Agora, Bernardi pode ser incriminado por meras quatro conversas gravadas pela Operação Anaconda: nelas, o delegado aparece
em busca de um dinheiro cuja origem não é definida e, segundo outros policiais, teria ajudado a liberar um contrabando que fora
apreendido por seus agentes em
uma empresa de computadores.
Numa conversa com um policial civil, ele pergunta: "E a nossa
empresa, Bró? Já começou?". O
policial diz: "Já começou, já". A lei
proíbe policiais de serem donos
de empresas de segurança.
Bernardi disse à Folha que o dinheiro mencionado nas conversas era patrocínio para sua equipe
de corridas -ele é bicampeão
paulista de Força Livre, na qual
corre com um Omega e diz gastar
de R$ 5.000 a R$ 6.000 por mês.
Chefe da Delegacia Institucional
em São Paulo, responsável pela
segurança de autoridades, ele ganha R$ 8.000 líquidos por mês.
Proteção ao contrabando
O principal delito captado pelas
gravações é a ação de um grupo
de policiais para liberar componentes eletrônicos contrabandeados. Os policiais federais que analisaram as conversas ficaram assustados porque a beneficiada pelo contrabando não é uma empresa de fundo de quintal. É a Metron, que em 2002 suplantou gigantes globais como a Dell e a HP
e assumiu a liderança do mercado
brasileiro de micros, feito noticiado pelo "The New York Times".

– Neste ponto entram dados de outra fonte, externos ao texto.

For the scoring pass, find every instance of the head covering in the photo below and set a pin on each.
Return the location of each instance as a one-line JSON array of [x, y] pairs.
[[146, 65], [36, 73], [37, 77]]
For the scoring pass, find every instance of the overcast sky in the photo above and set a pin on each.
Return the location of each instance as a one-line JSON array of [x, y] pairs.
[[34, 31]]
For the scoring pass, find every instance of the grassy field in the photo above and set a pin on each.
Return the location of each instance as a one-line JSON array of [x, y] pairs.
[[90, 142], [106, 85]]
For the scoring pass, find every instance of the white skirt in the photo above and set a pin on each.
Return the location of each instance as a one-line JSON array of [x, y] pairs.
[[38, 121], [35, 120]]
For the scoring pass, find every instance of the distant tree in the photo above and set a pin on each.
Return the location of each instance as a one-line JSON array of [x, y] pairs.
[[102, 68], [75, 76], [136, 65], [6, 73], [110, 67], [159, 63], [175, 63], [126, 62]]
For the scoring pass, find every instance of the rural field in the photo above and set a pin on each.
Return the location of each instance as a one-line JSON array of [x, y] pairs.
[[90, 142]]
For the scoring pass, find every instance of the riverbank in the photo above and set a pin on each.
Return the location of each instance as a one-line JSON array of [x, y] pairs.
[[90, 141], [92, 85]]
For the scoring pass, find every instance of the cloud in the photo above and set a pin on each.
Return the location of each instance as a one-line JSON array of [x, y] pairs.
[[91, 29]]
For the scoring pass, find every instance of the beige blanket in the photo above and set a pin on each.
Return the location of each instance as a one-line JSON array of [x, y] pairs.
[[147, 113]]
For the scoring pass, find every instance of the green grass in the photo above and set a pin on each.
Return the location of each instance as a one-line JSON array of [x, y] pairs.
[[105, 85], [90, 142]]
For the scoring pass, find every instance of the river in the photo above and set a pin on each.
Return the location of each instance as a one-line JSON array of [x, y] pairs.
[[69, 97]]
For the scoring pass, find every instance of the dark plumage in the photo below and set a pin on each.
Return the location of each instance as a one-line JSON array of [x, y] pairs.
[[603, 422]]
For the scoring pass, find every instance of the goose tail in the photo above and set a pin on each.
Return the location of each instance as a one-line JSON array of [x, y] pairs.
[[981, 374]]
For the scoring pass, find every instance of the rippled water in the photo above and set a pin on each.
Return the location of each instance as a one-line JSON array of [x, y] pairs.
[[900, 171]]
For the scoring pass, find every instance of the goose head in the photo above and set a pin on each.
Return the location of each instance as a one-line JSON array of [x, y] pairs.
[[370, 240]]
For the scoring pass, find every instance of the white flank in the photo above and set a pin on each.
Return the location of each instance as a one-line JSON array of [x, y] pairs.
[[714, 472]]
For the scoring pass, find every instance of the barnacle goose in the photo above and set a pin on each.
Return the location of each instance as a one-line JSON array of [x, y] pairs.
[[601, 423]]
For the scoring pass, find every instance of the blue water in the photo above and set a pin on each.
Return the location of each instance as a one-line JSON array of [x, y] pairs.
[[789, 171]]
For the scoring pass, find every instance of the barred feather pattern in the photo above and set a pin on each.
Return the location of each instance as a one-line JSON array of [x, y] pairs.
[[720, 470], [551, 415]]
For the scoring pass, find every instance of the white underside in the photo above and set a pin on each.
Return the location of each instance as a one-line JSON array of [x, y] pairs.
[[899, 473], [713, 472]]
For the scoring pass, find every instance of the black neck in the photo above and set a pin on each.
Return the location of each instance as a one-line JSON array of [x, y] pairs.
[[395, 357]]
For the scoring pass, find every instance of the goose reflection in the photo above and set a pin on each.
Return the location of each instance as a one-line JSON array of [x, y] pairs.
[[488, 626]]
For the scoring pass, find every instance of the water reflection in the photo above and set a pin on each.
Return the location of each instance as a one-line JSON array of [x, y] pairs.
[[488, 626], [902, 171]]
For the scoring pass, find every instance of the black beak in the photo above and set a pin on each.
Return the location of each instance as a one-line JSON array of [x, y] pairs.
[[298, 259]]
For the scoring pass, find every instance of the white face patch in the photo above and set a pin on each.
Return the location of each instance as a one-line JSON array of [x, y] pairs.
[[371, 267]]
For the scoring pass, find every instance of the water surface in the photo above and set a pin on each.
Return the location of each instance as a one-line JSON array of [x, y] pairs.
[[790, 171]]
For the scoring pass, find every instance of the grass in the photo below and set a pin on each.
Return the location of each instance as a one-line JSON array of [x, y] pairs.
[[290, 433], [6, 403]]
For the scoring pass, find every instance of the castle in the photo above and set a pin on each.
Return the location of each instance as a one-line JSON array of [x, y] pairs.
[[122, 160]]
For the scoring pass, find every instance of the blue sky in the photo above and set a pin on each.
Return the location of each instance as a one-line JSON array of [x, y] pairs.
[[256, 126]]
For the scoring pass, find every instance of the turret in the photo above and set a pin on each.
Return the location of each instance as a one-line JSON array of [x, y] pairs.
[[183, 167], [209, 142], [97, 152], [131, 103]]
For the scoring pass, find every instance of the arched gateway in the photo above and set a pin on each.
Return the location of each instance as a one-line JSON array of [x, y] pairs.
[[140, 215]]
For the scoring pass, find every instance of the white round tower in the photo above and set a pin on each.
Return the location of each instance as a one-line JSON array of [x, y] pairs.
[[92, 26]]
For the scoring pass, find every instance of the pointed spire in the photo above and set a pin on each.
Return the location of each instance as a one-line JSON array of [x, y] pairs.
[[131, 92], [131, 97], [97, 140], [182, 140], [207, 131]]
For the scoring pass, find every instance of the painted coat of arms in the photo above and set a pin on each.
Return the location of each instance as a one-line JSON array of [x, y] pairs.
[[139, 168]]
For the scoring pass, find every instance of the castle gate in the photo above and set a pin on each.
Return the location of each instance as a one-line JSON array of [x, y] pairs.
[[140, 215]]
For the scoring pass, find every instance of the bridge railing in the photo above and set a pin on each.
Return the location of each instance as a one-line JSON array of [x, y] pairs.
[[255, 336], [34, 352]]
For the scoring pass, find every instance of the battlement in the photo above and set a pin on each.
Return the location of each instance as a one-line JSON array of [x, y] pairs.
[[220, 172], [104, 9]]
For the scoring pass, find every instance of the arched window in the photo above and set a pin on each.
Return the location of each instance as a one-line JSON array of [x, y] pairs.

O segredo? A empresa foi escolhida por Silvio Santos para fabricar o "computador do milhão".
Com essa operação, produziu 200
mil computadores e faturou R$
400 milhões. Em julho deste ano,
porém, a empresa anunciou que
passava por dificuldades.
As conversas gravadas sobre a
Metron ocorreram nos dias 17 e 18
de dezembro de 2002. A PF
apreendera um caminhão de
componentes contrabandeados
da importadora Delta que deveria
ser entregue na sede da Metron,
na zona sul de São Paulo.
Acompanha a apreensão uma
discussão entre delegados e agentes da PF que lembra uma disputa
de quadrilha. O delegado da PF
José Augusto Bellini e o empresário Wagner Rocha comandam a
ação para liberar a mercadoria
-ambos foram presos pela Operação Anaconda, acusados de integrar um grupo que venderia
sentenças judiciais. Bellini liga para um agente e este avisa que a ordem de apreensão partira do delegado Carlos Tadeu Tarso. "É porque não tão dando dinheiro para
ele", completa o delegado.
"A Metron é nossa"
Os dois diálogos mais reveladores das relações da PF com contrabandistas são de Bellini. Numa
conversa, ele pergunta aos agentes o que eles estão fazendo na
empresa -"porque a Metron é
nossa". A frase foi interpretada
pela PF como se a empresa pagasse proteção ao delegado pelos atos
ilícitos que cometesse.
Depois de desistir de procurar
por Bernardi, que poderia ter resolvido o problema porque à época dirigia a delegacia fazendária,
Bellini diz em tom de desabafo:
"Ele [Nivaldo] tem de dar porrada
nos meninos que foram lá sem ordem". "Meninos" é a forma como
ele trata os agentes da PF.
Um dia depois de a mercadoria
ter sido liberada, Wagner Rocha
relata a Bellini a conversa que tivera com um diretor da Metron,
chamado Silvio. O diretor contou
que Bernardi ficara "puto" com a
intromissão de Rocha, "mas
quem resolveu [a liberação do
contrabando] foi ele [Bernardi]".
Rocha conta que não havia usado o nome de Bernardi para liberar a mercadoria, mas fica furioso
com o puxão de orelhas: "O Nivaldo vive lá pegando máquina,
pegando patrocínio". Não fica
claro se a empresa é a Metron.
O dono da Metron, Leone Picciotto, é irmão de Enrico Picciotto, sócio de uma corretora (a
Split) envolvida em escândalos financeiros. Em 1997, a CPI dos
Precatórios concluiu que a Split
enviou ilegalmente dinheiro para
fora do país, operou sem lastro financeiro e sonegou impostos.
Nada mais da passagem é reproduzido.